Do they have a history of thromboembolic complications? 

Thrombolembolic disease is very commonly associated with glucagonomas.

Vasoactive intestinal peptide secreting tumours: VIPomas

Have they developed profuse, watery diarrhoea? 

Diarrhoea may occur with multiple pancreatic tumours including gastrinomas, but very high volume watery non steatorrhoea diarrhoea is suggestive of a VIP secreting tumour.

Have they developed proximal myopathy or generalised weakness? 

Diarrhoea and hypochlorhydria may lead to dehydration, weakness and hypokalaemic acidosis.

Have they developed new or worsening glucose intolerance? 

This may occur with VIP secretion, but is also associated with glucagon or somatostatin secreting tumours.

Have they developed flushing? 

Typical 'carcinoid' flushing may occur with VIP secreting tumours.


Are there any symptoms suggestive of gall stones? 

Somatostatin secreting tumours are very rare neuro-endocrine tumours, 50% of which occur in the pancreas which classically present with gall stones.

Have they developed new or worsening glucose intolerance? 

This occurs with somatostatinomas as well as with glucagon or VIP secreting tumours.

Has there been any change in bowel habit? 

Diarrhoea and steatorrhoea also occur with somatostatinomas.

Symptoms of other neuro-endocrine tumours

Neuro-endocrine or carcinoid tumours may also occur in MEN1 at other sites, for example the small or large bowel, bronchial tree or thymus

Symptoms will depend on tumour location as they usually present with mass effects.

Other symptoms will depend on which, if any, peptides are secreted, for example ACTH, serotonin or gut peptides.

Does the patient complain of flushing episodes? 

Dry flushes in which the patient feels a rush of heat through their body, and turns red, but does not sweat are typical in carcinoid syndrome. Menopausal flushes tend to be associated with generalised sweating.

Does the patient have diarrhoea, abdominal pain or other gastrointestinal symptoms? 

Other neuro-endocrine tumours may also secrete peptides associated with diarrhoea.

Small bowel neuro-endocrine tumours may also be associated with a desmoplastic reaction in the mesentery, which may cause sub acute bowel obstruction or other changes in bowel habit.

Does the patient complain of episodic wheeze or other cardiac or respiratory symptoms? 

Carcinoid flushes may be associated with acute bronchospasm and wheeze.

Neuro-endocrine tumours may lead to valve thickening and symptoms suggestive of right heart failure.

Thrombolembolic disease is very commonly associated with glucagonomas.

Symptoms of other tumours

Adrenocortical tumours are also associated with MEN1

These will classically present with symptoms of glucocorticoid excess, or with an adrenal mass on imaging.

Dermatological, gonadal and neurological tumours may also be associated with MEN1

Non endocrine tumours may also be associated with MEN1 syndrome.

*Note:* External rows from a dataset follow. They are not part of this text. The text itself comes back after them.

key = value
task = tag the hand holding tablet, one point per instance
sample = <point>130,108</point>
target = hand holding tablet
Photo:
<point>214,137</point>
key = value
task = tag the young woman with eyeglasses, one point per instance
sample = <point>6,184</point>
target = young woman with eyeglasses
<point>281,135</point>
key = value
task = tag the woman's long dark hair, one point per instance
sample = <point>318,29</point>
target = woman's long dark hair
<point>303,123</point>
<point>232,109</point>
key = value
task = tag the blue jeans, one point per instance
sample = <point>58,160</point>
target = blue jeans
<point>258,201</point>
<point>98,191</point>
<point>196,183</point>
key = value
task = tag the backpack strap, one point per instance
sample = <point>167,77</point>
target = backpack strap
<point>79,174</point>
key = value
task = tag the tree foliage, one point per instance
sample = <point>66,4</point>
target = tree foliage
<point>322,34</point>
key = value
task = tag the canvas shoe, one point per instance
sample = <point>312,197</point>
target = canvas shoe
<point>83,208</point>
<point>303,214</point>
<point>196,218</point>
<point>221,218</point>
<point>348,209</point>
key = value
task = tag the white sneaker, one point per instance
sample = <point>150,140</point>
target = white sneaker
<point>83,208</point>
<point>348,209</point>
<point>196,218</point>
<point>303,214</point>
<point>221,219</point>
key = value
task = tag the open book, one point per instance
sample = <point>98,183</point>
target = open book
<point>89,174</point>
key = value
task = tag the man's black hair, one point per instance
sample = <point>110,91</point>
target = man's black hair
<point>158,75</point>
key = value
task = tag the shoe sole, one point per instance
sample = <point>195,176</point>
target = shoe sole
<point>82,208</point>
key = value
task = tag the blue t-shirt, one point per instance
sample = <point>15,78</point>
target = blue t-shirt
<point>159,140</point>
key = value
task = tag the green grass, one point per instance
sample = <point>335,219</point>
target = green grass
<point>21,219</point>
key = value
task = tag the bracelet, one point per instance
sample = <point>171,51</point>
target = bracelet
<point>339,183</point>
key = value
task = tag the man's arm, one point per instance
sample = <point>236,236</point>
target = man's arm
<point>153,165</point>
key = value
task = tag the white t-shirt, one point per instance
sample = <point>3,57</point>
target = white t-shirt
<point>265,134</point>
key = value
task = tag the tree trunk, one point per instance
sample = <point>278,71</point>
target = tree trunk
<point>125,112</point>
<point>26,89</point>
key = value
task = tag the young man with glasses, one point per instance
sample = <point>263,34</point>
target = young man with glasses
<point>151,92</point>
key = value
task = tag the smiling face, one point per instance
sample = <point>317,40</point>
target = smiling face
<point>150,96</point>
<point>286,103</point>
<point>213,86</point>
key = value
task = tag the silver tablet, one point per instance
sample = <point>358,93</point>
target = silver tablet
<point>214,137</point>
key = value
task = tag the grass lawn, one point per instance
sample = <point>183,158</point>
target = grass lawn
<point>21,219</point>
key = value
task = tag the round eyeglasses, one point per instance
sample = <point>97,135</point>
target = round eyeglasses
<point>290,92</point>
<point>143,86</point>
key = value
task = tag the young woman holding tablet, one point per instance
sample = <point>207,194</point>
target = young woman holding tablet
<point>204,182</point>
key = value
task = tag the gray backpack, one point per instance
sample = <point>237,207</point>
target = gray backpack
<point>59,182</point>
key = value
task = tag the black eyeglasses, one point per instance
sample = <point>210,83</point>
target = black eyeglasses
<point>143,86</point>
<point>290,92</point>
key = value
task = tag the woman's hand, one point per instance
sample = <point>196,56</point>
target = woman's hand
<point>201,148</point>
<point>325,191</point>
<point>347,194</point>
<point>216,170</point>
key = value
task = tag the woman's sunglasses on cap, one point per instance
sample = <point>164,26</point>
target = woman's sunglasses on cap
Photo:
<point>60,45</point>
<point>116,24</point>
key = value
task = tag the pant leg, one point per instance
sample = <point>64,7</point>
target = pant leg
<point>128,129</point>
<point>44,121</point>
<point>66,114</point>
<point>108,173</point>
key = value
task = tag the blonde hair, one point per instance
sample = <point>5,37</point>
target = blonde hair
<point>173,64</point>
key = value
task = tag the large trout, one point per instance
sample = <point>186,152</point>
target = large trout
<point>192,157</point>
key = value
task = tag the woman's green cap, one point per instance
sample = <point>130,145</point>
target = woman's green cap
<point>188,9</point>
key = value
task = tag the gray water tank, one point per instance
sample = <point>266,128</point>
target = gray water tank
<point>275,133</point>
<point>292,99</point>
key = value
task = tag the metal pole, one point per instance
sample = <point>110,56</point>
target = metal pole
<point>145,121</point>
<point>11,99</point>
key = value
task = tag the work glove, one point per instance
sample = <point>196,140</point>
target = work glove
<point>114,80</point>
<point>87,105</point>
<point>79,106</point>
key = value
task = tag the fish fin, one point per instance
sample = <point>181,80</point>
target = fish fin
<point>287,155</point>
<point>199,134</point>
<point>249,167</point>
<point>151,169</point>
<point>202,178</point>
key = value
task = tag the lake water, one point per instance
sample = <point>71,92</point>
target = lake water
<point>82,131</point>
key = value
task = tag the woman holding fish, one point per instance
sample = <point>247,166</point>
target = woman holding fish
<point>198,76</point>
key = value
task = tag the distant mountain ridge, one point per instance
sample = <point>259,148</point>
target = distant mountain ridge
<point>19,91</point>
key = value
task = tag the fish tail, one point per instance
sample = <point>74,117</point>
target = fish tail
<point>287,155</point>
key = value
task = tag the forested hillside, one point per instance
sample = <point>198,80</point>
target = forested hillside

These include facial angiofibromas, collagenomas and lipomas, as well as gonadal tumours, meningiomas, ependymonas and leiomyomas.

Symptoms suggestive of catecholamine excess

Have they ever been found to have high blood pressure, or complain of anxiety attacks or collapses? 

Phaeochromocytoma and paraganglioma are commonly associated with MEN2 though have also been described with MEN1.